I stayed in the darkness, alone with only my thoughts. Is this what we take with us? Our imagination and memories are all we have when a life is over? I thought of Paul, how his struggle in life nearly made his death seem peaceful. Paul did nothing to deserve a death. His worst mistake was trying to be a showoff at the mall, attempting to get a girl’s attention. I wondered if we were both dead, could we communicate the way Rewsna had communicated with me while I was alive?

 

My mind wandered a little when I remembered telling Max about Rewsna. He believed the whole story, believed in me, believed that there was a force in the universe that wanted us to be together. It seemed strange that one of my last conversations with Max had been talking about our future. I replayed those precious few minutes in my mind; he was my future and now my life was over.

 

I’ve never been to another country. I’ve never made a difference in anyone’s life - except for Paul - and one could argue that I was responsible or at least a contributing factor to his death. In my mind I yelled out, “Paul, can you hear me? Are you there? Paul, I’m so sorry. Maybe this is the punishment I get from the universe for shortening your life. I wish I could go back and do it again; I promise I wouldn’t have called the police. Paul, are you there?”

 

Nothing. No response from Paul, no response from anyone.
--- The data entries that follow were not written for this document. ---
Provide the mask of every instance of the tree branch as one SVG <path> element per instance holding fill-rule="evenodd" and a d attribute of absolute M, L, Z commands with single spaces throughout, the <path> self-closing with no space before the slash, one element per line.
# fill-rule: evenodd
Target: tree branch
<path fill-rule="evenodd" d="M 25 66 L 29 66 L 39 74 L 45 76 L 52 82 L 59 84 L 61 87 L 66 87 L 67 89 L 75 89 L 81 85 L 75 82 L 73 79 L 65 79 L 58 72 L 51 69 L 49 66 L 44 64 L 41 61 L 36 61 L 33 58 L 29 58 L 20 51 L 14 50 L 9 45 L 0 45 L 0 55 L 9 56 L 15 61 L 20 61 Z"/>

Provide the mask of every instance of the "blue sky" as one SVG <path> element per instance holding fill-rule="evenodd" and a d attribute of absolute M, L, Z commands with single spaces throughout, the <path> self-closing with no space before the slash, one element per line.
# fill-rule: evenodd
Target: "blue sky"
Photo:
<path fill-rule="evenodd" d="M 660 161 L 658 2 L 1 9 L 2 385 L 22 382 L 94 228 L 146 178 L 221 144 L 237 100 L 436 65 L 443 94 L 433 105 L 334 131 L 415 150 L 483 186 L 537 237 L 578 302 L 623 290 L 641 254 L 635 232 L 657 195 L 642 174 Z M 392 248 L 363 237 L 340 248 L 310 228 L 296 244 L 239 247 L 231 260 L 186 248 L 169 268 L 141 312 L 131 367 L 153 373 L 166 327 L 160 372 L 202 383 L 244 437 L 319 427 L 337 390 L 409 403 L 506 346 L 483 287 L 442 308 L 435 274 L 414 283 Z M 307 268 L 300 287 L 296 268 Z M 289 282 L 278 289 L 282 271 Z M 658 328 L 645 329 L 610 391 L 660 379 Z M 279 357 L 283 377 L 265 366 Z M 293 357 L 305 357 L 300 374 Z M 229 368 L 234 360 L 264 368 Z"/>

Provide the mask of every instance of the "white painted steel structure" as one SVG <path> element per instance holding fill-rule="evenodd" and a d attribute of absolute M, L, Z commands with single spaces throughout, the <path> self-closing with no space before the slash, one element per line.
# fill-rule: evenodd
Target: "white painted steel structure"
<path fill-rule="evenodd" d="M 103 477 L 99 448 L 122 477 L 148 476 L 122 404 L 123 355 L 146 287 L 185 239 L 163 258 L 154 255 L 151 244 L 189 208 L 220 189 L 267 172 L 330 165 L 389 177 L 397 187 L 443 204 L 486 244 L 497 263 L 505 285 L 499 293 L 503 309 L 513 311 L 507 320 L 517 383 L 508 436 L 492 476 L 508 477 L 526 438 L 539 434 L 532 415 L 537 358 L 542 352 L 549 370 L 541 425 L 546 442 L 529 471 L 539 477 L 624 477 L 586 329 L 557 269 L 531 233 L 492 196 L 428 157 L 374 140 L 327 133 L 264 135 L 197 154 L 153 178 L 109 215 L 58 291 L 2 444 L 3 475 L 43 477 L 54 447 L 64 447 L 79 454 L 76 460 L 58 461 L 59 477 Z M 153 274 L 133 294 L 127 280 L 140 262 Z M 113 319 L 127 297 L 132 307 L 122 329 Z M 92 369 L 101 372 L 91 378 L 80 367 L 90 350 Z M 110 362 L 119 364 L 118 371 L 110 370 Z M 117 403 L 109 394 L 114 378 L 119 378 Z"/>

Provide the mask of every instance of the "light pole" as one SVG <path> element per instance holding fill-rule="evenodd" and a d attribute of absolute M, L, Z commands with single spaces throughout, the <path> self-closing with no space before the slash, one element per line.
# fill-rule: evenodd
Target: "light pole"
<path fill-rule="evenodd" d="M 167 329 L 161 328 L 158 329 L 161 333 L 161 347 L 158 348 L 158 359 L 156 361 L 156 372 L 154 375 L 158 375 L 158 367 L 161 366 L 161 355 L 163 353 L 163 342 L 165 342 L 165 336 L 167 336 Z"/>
I was alone with my thoughts. I began begging God to end this, not to leave me suspended like this. If I were being punished, take everything. Don’t leave me alone with my thoughts. I replayed Paul’s death, the gun shot, listening to his last words as blood filled his lungs and his heart gave up. I remembered how I wanted to fold inside myself, but Max wouldn’t let me; my first kiss with Max in the hospital, our morning on the shooting range, spending that first perfect day together. I thought I had so much more time. I thought our time together would last forever, until we were too old even to remember how we had met. Yet in death, I found myself reliving every one of our moments, thousands of time over.

 

If I were dead, Max must be devastated. I thought how he must have returned to camp and found my body. Did he try to revive me again? Maybe we were destined to be together only a short time. We had things we had to accomplish. What were they? Empathy, Trust, Virtue and Passion – what better way to learn to empathize with what had happened to Paul than to be killed myself? Death is nothing like I had ever imagined. I don’t know what I expected; Max told me we chose each other before we were born and chose our obstacles for this life. How did we do that? Were we suspended in nothingness and happened across each other? Is that what I was now, just suspended? How long do I have to wait for Max? How long have I already waited? It could have been seconds or days or even years. Time meant little. I didn’t feel pain, there was no agony, only thoughts. Or maybe because Max and I didn’t accomplish the things we were supposed to I was being punished by the universe?